Oakley called such allegations “absolutely not true.”
“You have to take into account the time of the day, darkness and the immediacy of the situation,” as the relevant factors, Oakley said.
Accounts by police and Marlene Bryant of the 2:50 a.m. shooting are essentially similar but vary somewhat on a couple of key points.
Police said Bryant resembled the description of a Latino man in his 20s who residents had reported was carrying a sawed-off shotgun in the area. An Asian youth, 14, was found carrying a paint-pellet gun nearby immediately after the shooting and was questioned by police, Oakley said. But the officers did not know this when they began combing the beach, Oakley said.

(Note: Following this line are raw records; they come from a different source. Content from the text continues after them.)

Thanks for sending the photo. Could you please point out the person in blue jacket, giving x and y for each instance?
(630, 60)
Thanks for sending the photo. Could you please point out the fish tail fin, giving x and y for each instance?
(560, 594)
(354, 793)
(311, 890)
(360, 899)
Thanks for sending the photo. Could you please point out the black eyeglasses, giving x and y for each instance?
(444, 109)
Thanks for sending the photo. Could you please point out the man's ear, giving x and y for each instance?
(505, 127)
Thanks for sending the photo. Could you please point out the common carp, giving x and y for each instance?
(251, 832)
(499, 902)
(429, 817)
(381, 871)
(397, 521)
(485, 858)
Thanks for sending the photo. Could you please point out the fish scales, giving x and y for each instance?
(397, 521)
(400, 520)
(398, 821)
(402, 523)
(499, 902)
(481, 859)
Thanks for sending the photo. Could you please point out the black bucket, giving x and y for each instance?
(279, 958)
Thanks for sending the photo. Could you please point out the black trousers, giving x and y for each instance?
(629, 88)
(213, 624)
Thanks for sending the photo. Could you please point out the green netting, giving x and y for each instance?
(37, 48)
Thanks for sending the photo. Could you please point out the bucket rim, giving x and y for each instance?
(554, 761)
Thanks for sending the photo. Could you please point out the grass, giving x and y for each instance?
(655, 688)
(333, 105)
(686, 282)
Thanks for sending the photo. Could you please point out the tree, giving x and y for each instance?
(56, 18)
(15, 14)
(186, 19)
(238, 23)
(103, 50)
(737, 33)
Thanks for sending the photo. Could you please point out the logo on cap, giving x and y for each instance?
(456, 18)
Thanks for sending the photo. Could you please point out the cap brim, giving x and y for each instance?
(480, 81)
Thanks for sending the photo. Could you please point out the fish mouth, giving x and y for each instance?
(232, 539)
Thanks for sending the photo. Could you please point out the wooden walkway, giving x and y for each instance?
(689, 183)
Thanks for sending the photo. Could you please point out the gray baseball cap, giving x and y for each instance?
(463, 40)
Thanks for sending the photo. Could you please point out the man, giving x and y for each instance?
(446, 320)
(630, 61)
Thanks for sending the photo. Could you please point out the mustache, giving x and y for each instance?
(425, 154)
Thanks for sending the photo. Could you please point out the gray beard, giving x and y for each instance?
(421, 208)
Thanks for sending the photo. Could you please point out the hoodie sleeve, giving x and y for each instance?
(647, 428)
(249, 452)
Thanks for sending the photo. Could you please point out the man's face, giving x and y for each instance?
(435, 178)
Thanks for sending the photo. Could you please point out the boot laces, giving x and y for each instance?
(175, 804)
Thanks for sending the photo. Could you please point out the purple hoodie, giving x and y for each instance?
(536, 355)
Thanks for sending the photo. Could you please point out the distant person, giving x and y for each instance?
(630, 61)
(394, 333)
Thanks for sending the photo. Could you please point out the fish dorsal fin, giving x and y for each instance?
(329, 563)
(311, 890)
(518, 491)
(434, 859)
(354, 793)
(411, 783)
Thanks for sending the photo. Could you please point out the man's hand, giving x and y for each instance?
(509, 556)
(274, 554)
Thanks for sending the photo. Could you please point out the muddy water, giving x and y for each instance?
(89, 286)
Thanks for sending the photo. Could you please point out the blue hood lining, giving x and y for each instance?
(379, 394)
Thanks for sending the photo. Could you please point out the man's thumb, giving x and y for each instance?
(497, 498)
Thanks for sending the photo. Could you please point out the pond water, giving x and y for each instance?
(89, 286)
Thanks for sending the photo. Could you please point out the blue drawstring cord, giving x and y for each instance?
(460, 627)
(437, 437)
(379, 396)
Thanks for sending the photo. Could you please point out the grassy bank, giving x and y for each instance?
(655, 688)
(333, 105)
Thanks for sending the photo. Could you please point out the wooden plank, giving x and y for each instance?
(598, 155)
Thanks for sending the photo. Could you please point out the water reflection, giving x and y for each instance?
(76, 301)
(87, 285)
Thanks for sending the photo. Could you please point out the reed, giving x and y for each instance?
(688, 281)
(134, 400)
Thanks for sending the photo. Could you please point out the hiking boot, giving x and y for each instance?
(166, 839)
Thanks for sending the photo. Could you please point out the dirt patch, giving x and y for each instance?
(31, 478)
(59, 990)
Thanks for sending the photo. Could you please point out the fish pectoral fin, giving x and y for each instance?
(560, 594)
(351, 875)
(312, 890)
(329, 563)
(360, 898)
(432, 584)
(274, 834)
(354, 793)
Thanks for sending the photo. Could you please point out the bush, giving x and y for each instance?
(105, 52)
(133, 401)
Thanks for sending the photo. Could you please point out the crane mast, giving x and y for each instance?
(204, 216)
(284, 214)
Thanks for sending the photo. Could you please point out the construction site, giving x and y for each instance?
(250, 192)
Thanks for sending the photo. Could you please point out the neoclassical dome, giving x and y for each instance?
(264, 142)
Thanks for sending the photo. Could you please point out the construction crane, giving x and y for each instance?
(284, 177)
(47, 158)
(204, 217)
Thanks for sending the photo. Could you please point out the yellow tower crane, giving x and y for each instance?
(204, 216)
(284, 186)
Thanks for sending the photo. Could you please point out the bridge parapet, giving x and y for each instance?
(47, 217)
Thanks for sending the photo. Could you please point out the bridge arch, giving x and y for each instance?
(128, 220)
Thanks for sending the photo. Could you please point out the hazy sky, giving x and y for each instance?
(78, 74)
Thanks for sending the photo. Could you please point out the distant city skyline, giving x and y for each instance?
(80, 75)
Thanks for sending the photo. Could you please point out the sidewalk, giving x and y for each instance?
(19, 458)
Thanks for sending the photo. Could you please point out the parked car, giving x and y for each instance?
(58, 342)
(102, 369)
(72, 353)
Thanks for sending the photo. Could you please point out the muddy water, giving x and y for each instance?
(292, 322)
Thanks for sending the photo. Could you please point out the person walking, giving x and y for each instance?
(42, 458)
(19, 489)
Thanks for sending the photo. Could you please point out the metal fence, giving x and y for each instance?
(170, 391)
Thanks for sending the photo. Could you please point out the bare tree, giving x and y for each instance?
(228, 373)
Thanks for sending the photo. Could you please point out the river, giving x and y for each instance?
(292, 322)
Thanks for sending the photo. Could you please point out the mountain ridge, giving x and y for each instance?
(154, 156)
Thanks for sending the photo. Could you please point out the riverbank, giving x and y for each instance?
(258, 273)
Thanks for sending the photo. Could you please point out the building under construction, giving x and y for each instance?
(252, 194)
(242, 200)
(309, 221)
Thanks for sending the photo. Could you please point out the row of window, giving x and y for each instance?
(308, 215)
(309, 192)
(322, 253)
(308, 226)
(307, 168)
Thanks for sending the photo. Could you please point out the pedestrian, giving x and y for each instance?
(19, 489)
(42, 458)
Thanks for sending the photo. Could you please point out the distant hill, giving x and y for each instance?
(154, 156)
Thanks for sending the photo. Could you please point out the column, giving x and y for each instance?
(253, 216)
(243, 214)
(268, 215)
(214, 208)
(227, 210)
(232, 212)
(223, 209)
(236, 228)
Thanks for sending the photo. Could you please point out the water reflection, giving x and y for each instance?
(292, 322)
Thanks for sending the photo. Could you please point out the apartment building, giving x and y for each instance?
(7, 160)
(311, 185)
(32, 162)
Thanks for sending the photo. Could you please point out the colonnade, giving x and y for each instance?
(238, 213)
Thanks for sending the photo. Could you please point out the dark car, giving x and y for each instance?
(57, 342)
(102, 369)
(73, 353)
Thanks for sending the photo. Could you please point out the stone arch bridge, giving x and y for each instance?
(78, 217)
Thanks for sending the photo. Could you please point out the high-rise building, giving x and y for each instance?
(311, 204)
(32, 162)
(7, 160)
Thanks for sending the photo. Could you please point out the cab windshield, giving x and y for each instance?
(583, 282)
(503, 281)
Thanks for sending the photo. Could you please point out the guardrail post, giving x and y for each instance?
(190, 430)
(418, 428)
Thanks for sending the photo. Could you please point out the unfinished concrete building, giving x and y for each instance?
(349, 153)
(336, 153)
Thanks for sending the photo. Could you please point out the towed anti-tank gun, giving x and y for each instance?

“This was a very serious call,” Oakley said. “Lives were at danger. People on the beach were possibly in jeopardy because someone has a shotgun.”
Bryant, standing near the beach bermline, “fit the general description in the darkness as far as (Duncan) could see,” Oakley said. Bryant spun towards the officer when ordered to freeze and Duncan fired when he saw a black object under Bryant’s arm, Oakley said.
Marlene Bryant said the couple were relaxing on a blanket about 40 feet from a lighted parking area north of the Balboa Pier when the sand lit up and they became confused. She saw flashlights, a helicopter hovering overhead with its searchlight playing over the area and she recognized the police, Bryant said.
“I thought they were just going to run us off the beach,” she said. The beach is generally closed after midnight, police said.
Suddenly, two police officers shined their lights on the couple and a third officer yelled “drop it,” firing a single shot that hit her husband, Bryant said. Police did not identify themselves or wait before firing, she said.
“My husband never moved,” she said. “He said, ‘What’s going on?’ ”
Her husband, who was standing, had a long, thin, black portable stereo high on a strap under his left arm, Bryant said. Asked if police could have mistaken the stereo in the 3 a.m. darkness for a shotgun, Bryant said, “Not in my opinion.”
Bryant said there “was plenty of light” in the area for police to see the couple clearly.
Saying he could not comment directly on the case, Oakely described what passes through a police officer’s mind when confronted with a similar encounter.
“It’s the type of situation where if you hesitate you may never, never get a chance again,” Oakley said. “It’s something where you have to process all the information you have and make your best judgment decision within a fraction of a second.”
Oakley said it is the police officer’s own choice whether to carry a shotgun when responding to reports of an armed suspect. According to department policy, lethal force is justified only in cases where the officer feels his life or another’s is threatened, Oakley said.
Sundaga Bryant’s wounds have left the family in a financial predicament, his wife said. Bryant came to the United States from his native Liberia in 1985. The couple were married in July, 1987, and have a total of four children, three by previous marriages. The family is without insurance, however, and her husband is their sole supporter, Marlene Bryant said.
A bank account to aid the family has been established. Donations can be sent to the family at their lawyer’s office at 23072 Lake Center Drive, Suite 204, El Toro, Calif. 92630.